BES and the Arts and the Annual Meeting

The first official BES Artist-In-Residence, Lynn Cazabon, exhibited several of the photographs from her “Uncultivated” portfolio.  These striking photographs graced the grand stairway hall of the Vollmer Center and the Cylburn Arboretum.  Their theme, volunteer plants in the city, resonated with the scientific and educational messages of BES that the city-suburb-exurb matrix is an ecosystem, in which both the built and the natural intermingle.  Mark Twery, Chair of the BES Science and Arts Committee presented an overview of activities and plans that this new committee is discussing.

Celebrating and Fellowship

Undoubtedly the most fun part of the annual meeting was the Community Greening Celebration and the BES Open House, held on Wednesday evening.  Music and refreshment accompanied the acknowledgement by the Parks & People Foundation of community groups that had performed exemplary greening and revitalization efforts in the city over the previous year.  This was an excellent opportunity to meet and converse with members of the communities in which our work takes place.


The series of formal, technical, informal, and fun activities are a highlight of the BES year.  Thanks to Project Facilitator Holly Beyar, Program Chair Morgan Grove, and Information Manager Jonathan Walsh for their contributions to the success of these meetings.  Thanks to those who presented their results and activities, and for doing so in clear and engaging ways.

Thursday, November 1, 2012

Introducing the BES Urban Lexicon

The members of BES represent a wide variety of disciplines and backgrounds.  Some are educators, some are experts in community engagement, and some are researchers whose interests span from physical to social sciences.  It is no surprise that such a diverse community might use the same words in different ways, or have vocabularies that emerge from different theoretical assumptions and particular practical applications. 

A Tool for Synthesis and Conceptual Integration

In order to promote communication and shared meaning across this heterogeneous intellectual landscape, we introduce a lexicon – a roster of terms and their meanings.  Go here for the lexicon: .  This list of words was assembled by a call for suggestions from the BES community.  Many different people contributed definitions.

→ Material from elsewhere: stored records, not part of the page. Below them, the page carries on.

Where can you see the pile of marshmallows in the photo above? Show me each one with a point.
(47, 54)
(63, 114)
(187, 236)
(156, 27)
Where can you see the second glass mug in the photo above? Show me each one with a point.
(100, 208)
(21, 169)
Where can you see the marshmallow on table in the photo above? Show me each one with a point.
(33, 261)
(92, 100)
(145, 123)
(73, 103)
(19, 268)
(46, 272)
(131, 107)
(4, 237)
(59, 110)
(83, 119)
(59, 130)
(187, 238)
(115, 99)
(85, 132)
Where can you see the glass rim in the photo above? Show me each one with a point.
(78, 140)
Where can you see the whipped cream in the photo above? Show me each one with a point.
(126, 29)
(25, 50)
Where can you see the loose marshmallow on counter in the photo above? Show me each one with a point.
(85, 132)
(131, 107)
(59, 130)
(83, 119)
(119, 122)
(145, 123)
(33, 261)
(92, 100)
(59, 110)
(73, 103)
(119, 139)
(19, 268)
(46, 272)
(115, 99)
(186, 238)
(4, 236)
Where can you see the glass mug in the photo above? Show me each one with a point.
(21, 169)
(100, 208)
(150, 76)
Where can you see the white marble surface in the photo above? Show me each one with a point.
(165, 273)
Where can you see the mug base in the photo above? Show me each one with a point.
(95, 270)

But each definition also includes an example or two, a statement of why the term or idea is important, and some suggestions of additional sources of information on the topic.  Importance can reside in intellectual or practical realms.  Many of our concepts in fact have a dual life – as fundamental idea and as practical
application.  A figure, map, graph, or photograph may also accompany the entries.

How to Find a Term.

The BES Urban Lexicon takes the form of a web log, so the entries appear in the order in which they were posted.  In order to see an alphabetical list of the terms, users should consult the navigation pane to the left hand side of the web page.  Clicking on the term in the navigation pane reveals the entry.

Do You Want to See a New Term In the Lexicon?

If members of the BES community or the readership at large would like to see additional terms defined by us, please send suggestions to our Project Facilitator (  We can’t promise that we will find an author for all terms suggested, but we’ll give it a try.  If you are a member of the BES community and wish to define a term, send it to us in an e-mail following the format of terms already posted. 

We hope this collection of ideas and terms appropriate to contemporary urban ecological science is useful.